La musica concreta ci pone davanti al paradosso di un nuovo ascolto arcaico: la tecnologia lo permette, l’orecchio lo riscopre. Prestiamo orecchio a suoni organizzati secondo principi che possono variare di composizione in composizione; ascoltiamo suoni evocativi, ci abbandoniamo alle nostre rêverie. Gli spazi dei singoli suoni, di quelle immagini sonore, effimere e volatili, tracciano contorni in cui le nostre memorie -­‐ e il nostro errare in esse -­‐ si ridefiniscono. Ascoltiamo noi stessi: è l’orecchio in ascolto di se stesso.
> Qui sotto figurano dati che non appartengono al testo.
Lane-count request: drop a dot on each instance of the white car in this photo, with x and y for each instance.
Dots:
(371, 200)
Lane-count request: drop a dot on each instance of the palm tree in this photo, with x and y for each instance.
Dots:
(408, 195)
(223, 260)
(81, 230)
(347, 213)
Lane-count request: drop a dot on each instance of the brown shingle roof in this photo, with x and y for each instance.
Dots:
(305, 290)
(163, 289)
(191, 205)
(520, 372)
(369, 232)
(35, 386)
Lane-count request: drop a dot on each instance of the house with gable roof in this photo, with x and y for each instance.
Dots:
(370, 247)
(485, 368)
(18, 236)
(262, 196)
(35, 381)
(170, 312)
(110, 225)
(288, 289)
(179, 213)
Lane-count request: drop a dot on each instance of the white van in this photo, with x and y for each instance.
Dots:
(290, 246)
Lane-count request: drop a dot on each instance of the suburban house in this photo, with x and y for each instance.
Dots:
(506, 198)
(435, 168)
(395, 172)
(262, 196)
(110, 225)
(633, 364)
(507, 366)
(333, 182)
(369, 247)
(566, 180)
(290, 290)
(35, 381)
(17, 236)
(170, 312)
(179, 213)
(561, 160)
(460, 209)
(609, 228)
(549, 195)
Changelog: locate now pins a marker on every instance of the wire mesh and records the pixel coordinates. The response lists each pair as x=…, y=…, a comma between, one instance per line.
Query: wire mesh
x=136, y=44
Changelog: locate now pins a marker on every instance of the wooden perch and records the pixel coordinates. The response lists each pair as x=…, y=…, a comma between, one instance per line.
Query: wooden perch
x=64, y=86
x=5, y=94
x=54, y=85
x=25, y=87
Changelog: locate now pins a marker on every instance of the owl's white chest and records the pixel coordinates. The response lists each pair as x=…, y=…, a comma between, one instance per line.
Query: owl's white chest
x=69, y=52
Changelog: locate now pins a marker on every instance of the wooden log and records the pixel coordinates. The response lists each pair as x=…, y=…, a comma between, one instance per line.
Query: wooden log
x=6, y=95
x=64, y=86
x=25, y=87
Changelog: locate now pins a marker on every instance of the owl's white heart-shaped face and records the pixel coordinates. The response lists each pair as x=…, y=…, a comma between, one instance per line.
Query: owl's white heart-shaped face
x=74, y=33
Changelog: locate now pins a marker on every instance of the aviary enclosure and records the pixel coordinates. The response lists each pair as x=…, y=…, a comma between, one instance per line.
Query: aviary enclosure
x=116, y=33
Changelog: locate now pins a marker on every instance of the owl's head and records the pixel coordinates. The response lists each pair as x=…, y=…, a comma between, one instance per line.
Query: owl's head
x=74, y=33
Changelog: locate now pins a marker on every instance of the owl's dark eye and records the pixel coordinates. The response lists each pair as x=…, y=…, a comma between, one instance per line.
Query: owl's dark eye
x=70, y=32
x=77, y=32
È l’archetipo dell’ascolto che ci si pone innanzi e non bisogna pensare che sia facile introdurci ad esso. Non siamo più usi a ricevere così tanto dal suono – che pure un tempo era elemento primario di sopravvivenza. Gli spazi proposti, le distanze, gli all’erta urlati o suggeriti, gli stimoli che ci portano a ruotare il capo per focalizzare l’evento e diventarne coscienti: un mondo di percezioni istintive e dimenticate che risorge e che può coglierci impreparati o riluttanti. È necessario rieducarci a quell’ascolto dimenticato. Ma lo spettacolo di quelle che François Bayle definisce immagini sonore, proiettate su uno schermo invisibile, agitate attorno a noi, che ci sfiorano, che sorprendendoci ci fanno vibrare, è irripetibile e vale lo sforzo fatto.

E poi la magnificazione del concerto. L’architettura effimera perfetta prende forma nella sala da concerto grazie agli acousmonium, densi reticoli di piani e punti tracciati nello spazio da altoparlanti accuratamente disposti, che immergono l’ascoltatore nell’opera composta su supporto. Non è più il gesto che ci introduce al suono ma il contrario: il suono, l’oggetto dinamico, l’energia in movimento, ci comunica la sua nuova fisicità che trova spazio in noi stessi. Sono gesti utopici e interiori, quelli che ci travolgono. L’oscurità ci avvolge e quello schermo invisibile che ci abbraccia ci restituisce a una vitalità primordiale. Condotti dal suono, ondeggiamo in un moto incessante: dal concreto all’astratto.